"I didn’t achieve what I wanted to achieve. And I don’t want that to happen to anyone else."
If you’ve been around these pages long enough you’ll know the story of Andy King, a hard-charging goofyfooter from Cronulla, Australia, who hit his head in a fight outside a nightclub in 2004 and lost his hearing, his balance, his pro surfing career.
The fight was usual theatre for Cronulla late on a Saturday night. A gang of footy players mouthed off to Andy’s chick from across the road; he “glazed over”, ran across the bitumen and confronted all eight of ’em.

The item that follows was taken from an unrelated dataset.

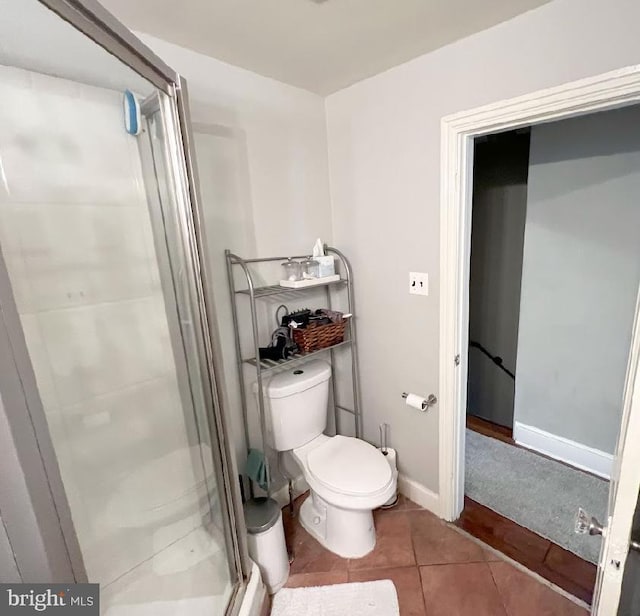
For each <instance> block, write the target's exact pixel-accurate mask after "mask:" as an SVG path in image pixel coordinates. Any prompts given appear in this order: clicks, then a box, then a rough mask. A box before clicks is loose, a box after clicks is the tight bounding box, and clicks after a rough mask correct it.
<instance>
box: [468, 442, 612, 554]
mask: <svg viewBox="0 0 640 616" xmlns="http://www.w3.org/2000/svg"><path fill="white" fill-rule="evenodd" d="M466 436H467V443H466V467H465V493H466V494H467V496H469V498H472V499H473V500H475V501H476V502H478V503H480V504H482V505H485V506H486V507H488V508H489V509H492V510H493V511H497V512H498V513H500V514H502V515H503V516H505V517H506V518H509V519H510V520H513V521H514V522H517V523H518V524H520V525H521V526H525V527H526V528H528V529H530V530H532V531H533V532H535V533H537V534H538V535H541V536H542V537H545V538H546V539H549V540H551V541H553V542H554V543H557V544H558V545H560V546H562V547H563V548H566V549H567V550H569V551H571V552H573V553H574V554H577V555H578V556H580V557H581V558H584V559H585V560H588V561H590V562H592V563H596V562H597V560H598V554H599V552H600V542H601V539H600V537H591V536H589V535H576V534H575V532H574V524H575V515H576V512H577V511H578V507H579V506H581V507H582V508H583V509H585V510H586V511H588V512H589V513H590V514H591V515H594V516H595V517H596V518H598V519H599V520H600V521H601V522H604V520H605V513H606V510H607V499H608V495H609V482H608V481H605V480H604V479H598V478H597V477H593V476H592V475H589V474H587V473H583V472H582V471H579V470H577V469H574V468H571V467H569V466H567V465H566V464H562V463H560V462H557V461H555V460H550V459H548V458H545V457H543V456H539V455H537V454H535V453H533V452H531V451H527V450H526V449H522V448H520V447H514V446H513V445H509V444H507V443H503V442H501V441H498V440H496V439H493V438H490V437H487V436H483V435H482V434H478V433H477V432H472V431H471V430H467V432H466Z"/></svg>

“Ended up getting the shit kicked out of me,” he says in Make or Break.
Next thing, his head is smashed on the concrete gutter.
I went to see Andy at the hospital shortly after the fight and he was surprisingly bright given the catastrophic change to his life. Andy’s resilience was legend. He’d never had it easy. When he was a kid Andy slept with a knife under his pillow to protect himself from a violent alcoholic Dad.
Fast forward fifteen years and Andy is intro’d to Medina by Mick Fanning at a time when Medina’s life is going through rapid change, the estrangement of his family, a new wife and so on.
Medina’s shaper Johnny Cabianca said King’s arrival stilled Medina’s emotional state, elevated his performance.
And, now, Andy, now forty-five, is the unlikely star of Apple TV’s Make or Break series, stealing the show in episode two, Brazilian Storm.
“Kingy is extremely loyal, extremely passionate, he’s not going to back down,” Mick Fanning says.
We see Gabriel and Andy, in Cronulla, preparing for their first surf together.
In a moving scene, Andy tells Gabriel, “I’m going to take my cochlear off. I’m deaf.”
Andy smiles, “Just use sign language”, mimicking the universal sign for barrels.
In his to-camera interviews on Brazilian Storm, Andy forces back tears, then weeps openly, turns away from the screen.
“As you can see, I’m part robotic,” he says. “I’m half-machine. I’ve got two cochlears.”
The season ends with Andy and Gabriel, along with Gabriel’s now ex-wife Yasmin who says prophetically “Some people think that I’m just going to end his career and that he’s going to be unfocused”, celebrating Gabriel’s third world title.
“I didn’t achieve what I wanted to achieve,” Andy says, “And I don’t want that to happen to anyone. I want to make sure they’re completely content and that they can take what they’ve got out of their surfing and bring it to their own life.”